Data are collected from the load cell sensors via the HX711 amplifier, which is connected to the ESP32. The ESP32 makes some local data computation and sends the data to an MQTT bridge via the MQTT protocol. The MQTT bridge sends this data to an AWS endpoint. This AWS endpoint implements some rules to store the data in a DynamoDB table. Finally, the data are visualized on a web page using the AWS API Gateway which triggers a Lambda function to query the DynamoDB table and return the web page.

Software components

Device level

• Food dispenser: at a given schedule, the ESP32 will shake the first servo to avoid the food getting stuck in the dispenser, then it will activate the second servo to pour the food into the bowl. The ESP32 will monitor the weight of the food in the bowl through the load cell and close the second servo when the weight of the food reaches the desired value (food per day/number of meals per day). Then the ESP32 will stop the first servo.
• Food data computation: consider the first meal, the bowl will be filled with food, so when we sample a weight smaller than the weight of the previous sample, we can assume that the dog has eaten something, so we can compute the weight of the food eaten by subtracting the weight of the previous sample from the weight of the current sample.

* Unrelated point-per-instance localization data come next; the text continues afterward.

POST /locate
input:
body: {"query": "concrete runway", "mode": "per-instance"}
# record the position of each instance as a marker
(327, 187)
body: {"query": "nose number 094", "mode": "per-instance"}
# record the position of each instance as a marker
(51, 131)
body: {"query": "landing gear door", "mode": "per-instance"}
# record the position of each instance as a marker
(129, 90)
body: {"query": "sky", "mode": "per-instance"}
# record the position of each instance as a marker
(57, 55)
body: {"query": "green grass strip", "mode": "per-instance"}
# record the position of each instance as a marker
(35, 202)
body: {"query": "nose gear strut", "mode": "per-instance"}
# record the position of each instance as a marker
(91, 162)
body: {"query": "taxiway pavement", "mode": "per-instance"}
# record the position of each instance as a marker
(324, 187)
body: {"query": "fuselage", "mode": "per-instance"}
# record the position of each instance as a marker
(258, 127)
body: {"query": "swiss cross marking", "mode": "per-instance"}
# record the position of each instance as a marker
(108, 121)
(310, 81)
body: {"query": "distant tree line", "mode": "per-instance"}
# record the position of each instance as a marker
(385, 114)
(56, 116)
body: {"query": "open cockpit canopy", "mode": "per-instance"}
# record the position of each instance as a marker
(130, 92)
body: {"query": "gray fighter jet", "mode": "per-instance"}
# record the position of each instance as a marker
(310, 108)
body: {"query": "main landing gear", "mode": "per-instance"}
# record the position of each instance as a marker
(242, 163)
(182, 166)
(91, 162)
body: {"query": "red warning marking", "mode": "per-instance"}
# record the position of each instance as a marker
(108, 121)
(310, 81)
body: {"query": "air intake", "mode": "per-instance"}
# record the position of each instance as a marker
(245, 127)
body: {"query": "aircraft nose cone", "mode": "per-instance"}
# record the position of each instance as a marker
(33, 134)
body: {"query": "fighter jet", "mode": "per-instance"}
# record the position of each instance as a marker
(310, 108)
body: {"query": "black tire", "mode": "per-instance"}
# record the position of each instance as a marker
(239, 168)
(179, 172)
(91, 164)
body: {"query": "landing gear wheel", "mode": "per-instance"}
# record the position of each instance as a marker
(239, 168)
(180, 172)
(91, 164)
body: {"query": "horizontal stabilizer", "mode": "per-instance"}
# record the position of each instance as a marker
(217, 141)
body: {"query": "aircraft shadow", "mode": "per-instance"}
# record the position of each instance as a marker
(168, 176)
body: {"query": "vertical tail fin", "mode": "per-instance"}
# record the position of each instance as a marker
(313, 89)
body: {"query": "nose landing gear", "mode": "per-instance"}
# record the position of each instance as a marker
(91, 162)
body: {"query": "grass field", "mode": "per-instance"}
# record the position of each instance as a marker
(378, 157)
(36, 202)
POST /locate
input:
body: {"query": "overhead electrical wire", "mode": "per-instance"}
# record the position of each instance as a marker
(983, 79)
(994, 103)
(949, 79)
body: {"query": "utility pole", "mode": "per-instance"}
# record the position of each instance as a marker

Then we will send this data to the cloud-based service. If the bowl is empty, then we can assume that the dog has finished its meal, so we can stop the sensing until a new scheduled meal is served.
• Water dispenser: we want that the bowl is always filled with water at a certain level. So, at the first activation, the ESP32 will activate the water pump to fill the bowl with water and stop the water pump when the weight of the water reaches the desired value (water bowl capacity), using the load cell to monitor the weight of the water in the bowl. If the weight of the water bowl reaches a certain level (water bowl capacity/2), then the ESP32 will activate the water pump to fill the bowl with water and stop the water pump when the weight of the water reaches the desired value (water bowl capacity), using the load cell to monitor the weight of the water in the bowl.
• Water data computation: when we sample a weight smaller than the weight of the previous sample, we can assume that the dog has drunk something, so we can compute the weight of the water drunk by subtracting the weight of the previous sample from the weight of the current sample. Then we will send this data to the cloud-based service.

Cloud level

• Lambda data query: the Lambda function will query the DynamoDB table selecting the samples in a given interval of time.
• Lambda data computation: the Lambda function will compute the sum of the food eaten and the sum of the water drunk in a given interval of time.
• Lambda data visualization: formatting data to be visualized on a web page. Then the Lambda function will return a web page with the data computed.